LA SPEZIA – Intervista a Sergio Landolfi, Presidente dei Doganalisti del Porto della Spezia, sul valore strategico della linea ferroviaria Pontremolese e sul contributo della professione doganale allo sviluppo della Blue Economy.
di Enzo Millepiedi
Presidente Landolfi, perché il completamento della Pontremolese è strategico non solo per il Porto della Spezia ma per l’intero sistema logistico nazionale?
“Che la Pontremolese sia strategica per il Porto della Spezia, e non solo per il porto, è del tutto evidente ma dovrebbe essere evidente che è anche e soprattutto strategica per la logistica nazionale: il suo potenziamento collegherebbe meglio il Tirreno, la Pianura Padana e i corridoi europei, rendendo il trasporto merci nazionale più efficiente e affidabile. Il Porto della Spezia, con la sua forte vocazione ferroviaria, potrebbe inoltre e così trasferire più merci dalla strada alla rotaia, riducendo tempi, costi e impatto ambientale”.
Dall’analisi alla prospettiva però il passo continua a restare fermo al limite?
“Comunque non si scappa: è necessario che l’opera venga sostenuta da una programmazione chiara, da risorse certe e da tempi verificabili. Su questa vicenda l’intera classe politica, al di là degli schieramenti e dei diversi livelli istituzionali, è chiamata a un’assunzione di responsabilità: dopo decenni di annunci e rinvii, è mancata soprattutto la capacità di trasformare un obiettivo condiviso in decisioni concrete e cantieri”.

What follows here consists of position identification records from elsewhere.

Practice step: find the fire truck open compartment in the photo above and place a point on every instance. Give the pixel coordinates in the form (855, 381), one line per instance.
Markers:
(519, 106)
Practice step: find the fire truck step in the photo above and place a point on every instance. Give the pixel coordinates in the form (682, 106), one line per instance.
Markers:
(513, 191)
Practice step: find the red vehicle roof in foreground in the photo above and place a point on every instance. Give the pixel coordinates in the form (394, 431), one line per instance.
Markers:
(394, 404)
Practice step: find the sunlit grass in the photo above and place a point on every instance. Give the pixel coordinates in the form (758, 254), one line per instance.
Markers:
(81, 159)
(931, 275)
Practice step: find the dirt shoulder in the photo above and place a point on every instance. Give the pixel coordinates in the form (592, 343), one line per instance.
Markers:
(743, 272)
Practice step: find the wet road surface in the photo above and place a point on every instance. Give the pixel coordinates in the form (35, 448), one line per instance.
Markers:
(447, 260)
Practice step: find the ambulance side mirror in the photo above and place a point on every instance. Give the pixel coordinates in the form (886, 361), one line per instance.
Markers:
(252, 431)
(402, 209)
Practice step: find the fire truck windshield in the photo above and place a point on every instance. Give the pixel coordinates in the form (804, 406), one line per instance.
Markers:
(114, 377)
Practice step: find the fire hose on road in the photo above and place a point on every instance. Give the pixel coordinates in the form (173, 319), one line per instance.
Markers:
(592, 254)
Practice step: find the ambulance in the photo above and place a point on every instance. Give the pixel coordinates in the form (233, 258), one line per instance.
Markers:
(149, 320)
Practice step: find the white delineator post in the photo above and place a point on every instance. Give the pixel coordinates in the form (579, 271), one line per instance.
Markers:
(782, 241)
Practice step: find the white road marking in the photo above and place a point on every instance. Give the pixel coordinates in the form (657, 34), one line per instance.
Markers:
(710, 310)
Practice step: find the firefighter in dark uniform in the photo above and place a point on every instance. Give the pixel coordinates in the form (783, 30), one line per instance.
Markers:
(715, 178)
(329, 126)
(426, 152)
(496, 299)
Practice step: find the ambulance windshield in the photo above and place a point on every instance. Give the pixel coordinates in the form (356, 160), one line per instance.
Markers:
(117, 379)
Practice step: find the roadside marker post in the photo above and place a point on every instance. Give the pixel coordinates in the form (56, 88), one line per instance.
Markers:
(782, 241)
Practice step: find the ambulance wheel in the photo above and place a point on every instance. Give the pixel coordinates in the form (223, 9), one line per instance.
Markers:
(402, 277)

Quale è il problema, attualizzato?
“Ora occorre superare questa distanza tra intenzioni e risultati, attraverso un impegno coordinato tra istituzioni, gestori delle infrastrutture, porti e categorie economiche. Il Paese ha bisogno di una direttrice moderna, capace di accompagnare la crescita dei traffici e valorizzare le potenzialità dei territori attraversati”.
La Pontremolese ha una incontestabile valenza per lo sviluppo della Blue Economy nella quale quale ruolo possono svolgere i doganalisti?
“Nella Blue Economy il doganalista raccorda normativa unionale, fiscalità e logistica, aiutando gli operatori a gestire processi complessi in modo rapido e sicuro”.
Nella pratica?
“Assistiamo le imprese nell’import-export, nella nautica da diporto, nel refitting e nei regimi per trasformazione, riparazione e riciclo navale, trasformando la complessità normativa in soluzioni efficienti e sicure”.
E dal punto di vista della strategia di crescita di questi settori?
“Il professionista doganale può inoltre contribuire alla piena valorizzazione delle Zone Logistiche Semplificate e delle Zone Franche Doganali, strumenti in grado di attrarre investimenti, favorire nuovi insediamenti produttivi e rafforzare l’integrazione tra porto e territorio. Allo stesso modo, soluzioni come lo Smart Terminal, lo sdoganamento anticipato e le procedure digitali possono ridurre i tempi operativi e rendere i nodi logistici italiani più competitivi”.
E qui entriamo nel terreno delle opportunità…
“che per coglierle pienamente bisogna rafforzare il dialogo tra amministrazioni, autorità portuali, imprese e professionisti. I doganalisti sono pronti a mettere a disposizione competenze, esperienza e strumenti informatici per accompagnare l’innovazione, semplificare i processi nel rispetto delle regole e contribuire a una Blue Economy sempre più solida, sostenibile e aperta ai mercati internazionali.”